Sunday, September 24, 2006

MIT's Registry of Standard Biological Parts


Registry of Standard Biological Parts

Wow. wow. Here is the sequence for "Olmecs: Inducable expression of Lambda cl repressor." Under usage and biology is the following note: "When cotransformed with pSB4A3-I6036 and cells are induced with varying IPTG concentration, initially fluorescence is repressed and later it goes back up." The sequence was "assembled and tested by Reshma."

Synthetic biology: Biobricks, manufactured drugs via synthetic metabolic pathsways, artificial E. coli, and, of course, terrorists

Synthetic biology | Life 2.0 | Economist.com: "The DNA of a BioBrick contains a combination of genes that acts as a standardised component. When translated into protein in a cell, it makes that cell do something—and that something is often more than just “make more of protein X”. In particular, Dr Endy is interested in switches and control systems that regulate other genes.
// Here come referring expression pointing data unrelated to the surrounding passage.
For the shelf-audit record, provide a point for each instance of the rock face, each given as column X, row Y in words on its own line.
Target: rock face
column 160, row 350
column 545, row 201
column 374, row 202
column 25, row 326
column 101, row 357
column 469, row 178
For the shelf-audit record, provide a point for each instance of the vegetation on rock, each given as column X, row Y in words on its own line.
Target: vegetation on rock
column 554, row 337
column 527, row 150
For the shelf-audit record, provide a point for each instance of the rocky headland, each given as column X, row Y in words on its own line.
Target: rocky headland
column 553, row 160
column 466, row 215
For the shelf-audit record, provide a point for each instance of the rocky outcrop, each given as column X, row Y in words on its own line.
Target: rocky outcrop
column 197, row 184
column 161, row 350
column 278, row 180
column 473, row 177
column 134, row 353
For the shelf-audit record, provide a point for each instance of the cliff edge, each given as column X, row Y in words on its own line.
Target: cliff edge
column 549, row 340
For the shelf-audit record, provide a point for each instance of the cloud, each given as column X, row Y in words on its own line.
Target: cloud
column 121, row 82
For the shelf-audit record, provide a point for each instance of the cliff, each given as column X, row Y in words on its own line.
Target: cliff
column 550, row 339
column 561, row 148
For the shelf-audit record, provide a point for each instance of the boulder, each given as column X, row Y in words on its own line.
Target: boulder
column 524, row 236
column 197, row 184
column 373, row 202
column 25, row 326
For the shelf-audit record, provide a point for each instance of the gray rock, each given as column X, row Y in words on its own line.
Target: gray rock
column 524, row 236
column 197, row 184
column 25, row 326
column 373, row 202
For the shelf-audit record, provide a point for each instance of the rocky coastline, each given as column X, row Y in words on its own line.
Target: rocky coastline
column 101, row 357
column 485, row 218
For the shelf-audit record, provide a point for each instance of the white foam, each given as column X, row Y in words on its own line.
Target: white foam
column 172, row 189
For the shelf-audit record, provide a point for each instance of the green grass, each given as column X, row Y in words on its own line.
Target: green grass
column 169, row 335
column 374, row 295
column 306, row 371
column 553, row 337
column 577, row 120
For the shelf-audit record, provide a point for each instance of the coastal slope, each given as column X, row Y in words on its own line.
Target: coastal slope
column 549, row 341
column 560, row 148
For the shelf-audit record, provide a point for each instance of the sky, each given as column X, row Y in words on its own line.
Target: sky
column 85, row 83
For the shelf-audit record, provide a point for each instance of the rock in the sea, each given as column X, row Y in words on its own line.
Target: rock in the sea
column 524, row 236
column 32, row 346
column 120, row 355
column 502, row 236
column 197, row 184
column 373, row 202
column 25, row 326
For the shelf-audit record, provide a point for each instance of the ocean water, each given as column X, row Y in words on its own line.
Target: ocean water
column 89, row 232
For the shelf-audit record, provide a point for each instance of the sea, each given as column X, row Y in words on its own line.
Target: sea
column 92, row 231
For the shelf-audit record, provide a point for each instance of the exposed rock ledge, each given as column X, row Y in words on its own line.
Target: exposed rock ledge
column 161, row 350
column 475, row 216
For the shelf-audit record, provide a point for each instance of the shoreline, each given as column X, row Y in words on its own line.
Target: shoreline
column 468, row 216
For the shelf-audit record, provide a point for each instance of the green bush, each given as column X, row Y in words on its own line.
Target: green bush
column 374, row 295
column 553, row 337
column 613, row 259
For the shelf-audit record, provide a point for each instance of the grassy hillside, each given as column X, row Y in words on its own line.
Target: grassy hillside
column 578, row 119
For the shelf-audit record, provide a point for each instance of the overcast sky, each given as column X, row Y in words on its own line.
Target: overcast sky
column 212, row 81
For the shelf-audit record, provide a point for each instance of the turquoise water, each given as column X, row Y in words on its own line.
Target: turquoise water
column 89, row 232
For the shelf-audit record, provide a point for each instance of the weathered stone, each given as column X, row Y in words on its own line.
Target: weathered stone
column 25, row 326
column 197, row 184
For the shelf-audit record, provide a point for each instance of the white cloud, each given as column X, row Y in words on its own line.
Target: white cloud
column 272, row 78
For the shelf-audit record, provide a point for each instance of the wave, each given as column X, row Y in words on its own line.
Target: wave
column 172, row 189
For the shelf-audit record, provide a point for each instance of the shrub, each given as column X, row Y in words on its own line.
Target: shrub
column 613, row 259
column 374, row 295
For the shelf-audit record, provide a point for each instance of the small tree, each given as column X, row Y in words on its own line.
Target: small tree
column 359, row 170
Such switches are the basis of electronics and he hopes they may one day become the basis of an industrialised synthetic biology."


Basically, they're working on standardized components for human bodies: DNA pieces as "widgets." Now, that's very interesting on its own; but what's also interesting to me about this article is the mention that MIT has a Registry of Standard Biological Parts, "open wetware".

Other interesting projects:

Craig Venter is working on synthesizing a working bacterial genome within two years.

Peter Carr of MIT and Farren Isaacs of Harvard Medical School plan to recode E. coli to eliminate its redundant codons (that is, more than one codon signals that a protein is complete, and this seems inefficient to these engineers since one should be sufficient: the resulting bacterium, in theory, will be more efficient). Hmm. Not being all that knowledgeble about DNA (I have extracted it from plants, and it looks like mucous, and I have done some calculations or other long long ago in an undergraduate genetics class), I still can't imagine the efficiency argument is all that effective (quite possibly the writer of the article misrepresented their purpose). Obviously, the most efficient design of all is one that is going to work properly even if one or two of the safeties fail. And the safeties can't all be the same, or they'd all fail. I'd think an organism would be much better off with several sets of codons capable of doing the same thing. So if one codon somehow is damaged, another can step in and stop protein production from going haywire. But that's just me.


Finally, on the risks of malicious biohackers, the article concludes that the "Sloan Foundation has paid for a report, coming out soon, on the risks and social implications of synthetic biology." That, too, promises to be interesting.

Thursday, September 21, 2006

Neil Harbisson, the world's first eyeborg


Neil Harbisson - The cyborg: "Neil Harbisson is the first person in the world to be fitted with an eyeborg.
Harbisson, a completely colourblind artist and musician, previously only painted in black and white. Now he is painting in colour.

The eyeborg allows people with visual impairments, and even total blindness, to experience the world in colour. Adam Montandon from HMC MediaLab has built a system that hijacks Neil Harbisson's other senses by allowing him to 'see' colour through his ears."